As an investigative practice, when arrests are made easily, it floods the system with ‘suspects’. Rather than the investigating agencies sifting through the cast of characters, and available evidence, all ‘suspects’ are simply arrested and put into the criminal justice system. It is left for the courts to do the work of sifting through the evidence to decide which of the lot, if any, can be held guilty.
The National Crimes Records Bureau (NCRB) Report for 2020 states that there were 66,01,285 cognizable offences registered nationally. Against this number, a total of 68,14,614 arrests were made, showing a high suspect-arrest-badger ratio.
Naturally, for those under-trials who are detained without charge (as also for those who have been formally charged but are awaiting trial) the only remedy is to keep filing bail applications. According to the NCRB’s Prison Statistics Report for 2019, the total number of prisoners in judicial custody (as opposed to police custody) on December 31, 2019 numbered 4,78,600. Out of these, the undertrials (those facing trial in a court of law) number 3,30,487 (69.05%) and detenues (those detained without charge) number 3,223 (0.67%). Incidentally, the number of detenues increased from 2,384 in 2018 to 3,223 in 2019, thus showing an increase of 35.19% during this period.
On the other hand, our former coloniser, the UK, surprisingly registered an almost identical number of offences for the year 2019-2020 as India, given the huge difference in population size.

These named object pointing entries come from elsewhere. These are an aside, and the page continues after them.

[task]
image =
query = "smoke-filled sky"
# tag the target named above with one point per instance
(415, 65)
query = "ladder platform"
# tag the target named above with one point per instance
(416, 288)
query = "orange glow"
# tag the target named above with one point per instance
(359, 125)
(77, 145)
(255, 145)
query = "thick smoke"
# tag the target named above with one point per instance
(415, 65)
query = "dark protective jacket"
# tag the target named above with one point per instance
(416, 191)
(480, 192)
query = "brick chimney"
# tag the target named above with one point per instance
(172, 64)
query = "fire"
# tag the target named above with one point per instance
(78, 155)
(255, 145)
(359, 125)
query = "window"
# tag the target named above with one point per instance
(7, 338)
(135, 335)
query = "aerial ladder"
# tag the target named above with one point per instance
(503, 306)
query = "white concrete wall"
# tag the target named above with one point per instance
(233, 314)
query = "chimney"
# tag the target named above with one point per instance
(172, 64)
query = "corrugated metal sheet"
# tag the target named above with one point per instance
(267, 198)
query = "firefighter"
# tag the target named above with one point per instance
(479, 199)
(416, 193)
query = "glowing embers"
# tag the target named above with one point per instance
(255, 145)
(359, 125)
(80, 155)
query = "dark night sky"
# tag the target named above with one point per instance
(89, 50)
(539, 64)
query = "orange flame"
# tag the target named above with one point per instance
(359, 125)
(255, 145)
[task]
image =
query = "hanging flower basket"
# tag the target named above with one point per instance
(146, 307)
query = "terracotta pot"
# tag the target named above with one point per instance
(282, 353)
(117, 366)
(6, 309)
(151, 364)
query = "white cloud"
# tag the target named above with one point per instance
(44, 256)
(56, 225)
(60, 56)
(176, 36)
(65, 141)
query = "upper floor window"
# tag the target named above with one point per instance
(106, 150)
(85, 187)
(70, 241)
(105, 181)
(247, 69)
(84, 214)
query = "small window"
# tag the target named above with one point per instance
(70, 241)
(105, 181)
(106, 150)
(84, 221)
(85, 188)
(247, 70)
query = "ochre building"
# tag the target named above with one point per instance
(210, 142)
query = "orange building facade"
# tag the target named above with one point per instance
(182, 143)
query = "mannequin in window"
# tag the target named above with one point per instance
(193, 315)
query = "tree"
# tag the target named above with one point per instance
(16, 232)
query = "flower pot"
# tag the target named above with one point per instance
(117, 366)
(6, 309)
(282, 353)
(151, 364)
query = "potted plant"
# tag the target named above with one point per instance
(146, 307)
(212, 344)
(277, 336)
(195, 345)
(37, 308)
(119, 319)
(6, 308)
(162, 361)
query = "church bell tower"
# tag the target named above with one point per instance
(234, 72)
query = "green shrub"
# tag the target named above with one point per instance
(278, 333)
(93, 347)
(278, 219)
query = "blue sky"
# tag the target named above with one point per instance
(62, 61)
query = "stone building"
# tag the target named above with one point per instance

There were 58 lakh (5.8 million) crimes recorded, but much fewer arrests, numbering about 2.6 lakhs. The UK’s prison statistics for the period record that with respect to the Crown Court, in cases involving serious offences, “the proportion (and volume) of defendants not remanded (to custody) has been increasing from 15% to 27% in 2019 (16,000 to 23,200)”.
The material effect of this difference in criminal justice practice is that in the UK, the police is restricted from arresting without charge, and even upon charging, it often chooses to not take into custody a significant percentage of those charged, while merely directing them to appear in court. The courts then endorse the non-custodial continuation of trial, in most cases.
In India, a crowd of suspects is arrested, pending investigation. Most often, custodial remands are mechanically granted by the magistrate’s court, leading to the practice of filing bail application upon interim bail application by the pre-trial detainee. The practice of herding suspects into interrogation reflects colonial sensibilities towards natives; it could certainly do with change. However, I believe that it is these colonial attitudes towards both native-accused and native-police that have now segued into the post-colonial state.
Change perhaps should be imagined through frames of democratisation, and beyond the colonial-Indian binary. The aspirational, strong post-colonial state has at times imagined itself in the reflection of the colonial state thus collapsing that binary in the first place.
In conclusion, and delving in to Chief Justice Ramana’s concerns with form and language employed in the courts, it is not as if that subject weren’t a minefield in itself. If the courts were to begin to employ the language of the most marginalised litigants, then going by the demographics of our undertrials, a significant part of court proceedings would have to be conducted in Santhali, or Gondi, or Urdu.
Shahrukh Alam is a lawyer practising in New Delhi.